The key worries are that the people with large assets overreact and you end in Nazi Germany (which was directly correlated with the austerity brought in by the rich to 'fix' inflation)
Also working well with people who own assets. I refinance all my properties in the last year, at 2.3% interest despite inflation at 5%. Rents one of the biggest drivers so I'll likely be able to increase rent 10% when my tenants move out (generally wont raise if its the same tenant)
While I personally find shopping draining and possessions overwhelming, I don’t really understand the moral conviction that some people have that possessions are evil.
I don’t like those marvel films either but if other people do I’m happy they are being made.
This could work if people knew how to build things. We're all Brand Evangelists, Social Media Marketers, Loan Orignators, Project Coordinators, and Financial Planners now--nobody has the skills to make or repair physical things anymore.
I'm sure some people find it easier to consume more in the privacy of ordering things at home, from potentially anyplace on the planet. But, for me, making a list and sticking to it has resulted in much less food waste, dropping a few pounds because fewer sweets end up in my fridge, and more carefully considered purchases of clothes.
Could we start with better quality stuff to buy? I own 2 washing machines. The nice one I paid more for is so unreliable, I bought a cheap one to use while I wait for the nice one to get repaired.
Our economy was roaring not to long ago because everyone had more money and there was stuff to buy. Now I have less money and less stuff to buy. Good bye economy.
Americans can still spend a shitload of money if they have to, just do it on services - that way economy keeps going, there's still jobs going around plus we stop buying and hence making shit we don't really need.
I wonder if there's any studies out there that calculate if Americans (or the worldwide middle class in general) reduce their overall consumption of...anything by X%, what is the likelihood of it sending a particular industry into chaos from the reduced demand.

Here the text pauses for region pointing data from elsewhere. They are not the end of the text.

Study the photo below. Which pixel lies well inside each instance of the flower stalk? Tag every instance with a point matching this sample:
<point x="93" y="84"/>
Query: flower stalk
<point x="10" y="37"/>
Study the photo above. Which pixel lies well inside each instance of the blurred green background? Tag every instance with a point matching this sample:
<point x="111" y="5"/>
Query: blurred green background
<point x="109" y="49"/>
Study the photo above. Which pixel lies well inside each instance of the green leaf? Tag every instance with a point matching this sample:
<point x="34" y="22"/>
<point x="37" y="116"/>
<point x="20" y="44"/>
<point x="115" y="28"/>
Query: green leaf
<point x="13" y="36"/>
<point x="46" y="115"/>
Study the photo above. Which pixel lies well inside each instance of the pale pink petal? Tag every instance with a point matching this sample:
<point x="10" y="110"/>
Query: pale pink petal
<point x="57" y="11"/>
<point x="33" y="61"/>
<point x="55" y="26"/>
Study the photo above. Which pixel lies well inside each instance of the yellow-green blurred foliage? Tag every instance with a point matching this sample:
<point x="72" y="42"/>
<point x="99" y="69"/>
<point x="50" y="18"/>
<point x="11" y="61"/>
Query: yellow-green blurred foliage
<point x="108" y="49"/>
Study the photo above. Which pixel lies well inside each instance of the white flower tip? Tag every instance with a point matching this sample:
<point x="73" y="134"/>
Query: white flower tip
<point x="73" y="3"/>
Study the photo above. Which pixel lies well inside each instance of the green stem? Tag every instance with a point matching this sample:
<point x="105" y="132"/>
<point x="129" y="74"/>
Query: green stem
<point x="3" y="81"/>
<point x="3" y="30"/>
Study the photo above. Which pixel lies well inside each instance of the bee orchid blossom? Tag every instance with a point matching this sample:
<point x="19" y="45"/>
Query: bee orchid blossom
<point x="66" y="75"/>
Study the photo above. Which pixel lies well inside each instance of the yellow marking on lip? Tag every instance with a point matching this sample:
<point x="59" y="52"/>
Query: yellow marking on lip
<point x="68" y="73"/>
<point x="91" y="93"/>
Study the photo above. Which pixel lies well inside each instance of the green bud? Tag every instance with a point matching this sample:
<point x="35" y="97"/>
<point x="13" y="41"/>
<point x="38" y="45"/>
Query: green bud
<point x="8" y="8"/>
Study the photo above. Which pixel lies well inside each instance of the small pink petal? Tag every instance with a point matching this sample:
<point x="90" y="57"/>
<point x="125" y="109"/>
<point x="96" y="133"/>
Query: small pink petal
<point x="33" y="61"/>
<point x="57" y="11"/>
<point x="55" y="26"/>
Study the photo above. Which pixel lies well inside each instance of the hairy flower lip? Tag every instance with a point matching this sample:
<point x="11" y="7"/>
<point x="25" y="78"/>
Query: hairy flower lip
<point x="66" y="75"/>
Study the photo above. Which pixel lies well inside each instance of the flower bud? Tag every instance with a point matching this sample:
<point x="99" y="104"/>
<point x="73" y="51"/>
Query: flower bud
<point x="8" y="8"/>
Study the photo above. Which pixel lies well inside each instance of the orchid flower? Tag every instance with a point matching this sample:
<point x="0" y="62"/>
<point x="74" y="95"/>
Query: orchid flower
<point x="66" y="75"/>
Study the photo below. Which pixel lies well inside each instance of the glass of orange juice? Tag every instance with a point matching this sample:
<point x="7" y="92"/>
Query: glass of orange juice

Americans should be encouraged to spend more money on experiences rather than stuff. It's better for them and it's better for the local economy, especially after the COVID devastation.
"Go to the theatre / concert / game / etc more often" is a similar statement to "buy less stuff" but it has much different connotations.
They're expensive because they are provided by humans. Almost all "stuff" is built by machines and robots with very minimal human involvement. That's what makes them cheap in comparison.
It has more to do with supply and demand than cost of production (except for commodities). It's especially true for luxury goods (even robot made luxury goods) and experiences.
Sorry mate, the fact that you could ever consider a consistent $100/day wage to be poverty trumps the OP for the most spoilt, uninformed comment - on any forum - I have ever seen.
You've totally misread the comment you're replying to. The person described is not money-poor, but time-poor and energy-poor. These people can afford experiences but given their lifestyle, it isn't really feasible to partake in them compared to buying things like a new TV or phone.
I think you'll find high-income finance/law/medicine/entrepeneur types are even more time and energy constrained. Yet, I doubt the poster would be bleating about them.
There is a nasty polemic (especially prevalent on HN) that any possible advice about personal choices must be from some racially-narrow, empathy-lacking urbane perspective.
And the poster also suggests that coloured folk can neither perceive, nor possibly comment that that a group of largely overweight, sedentary, reasonably affluent people stuck to 70" TVs shouldn't perhaps just go for a walk.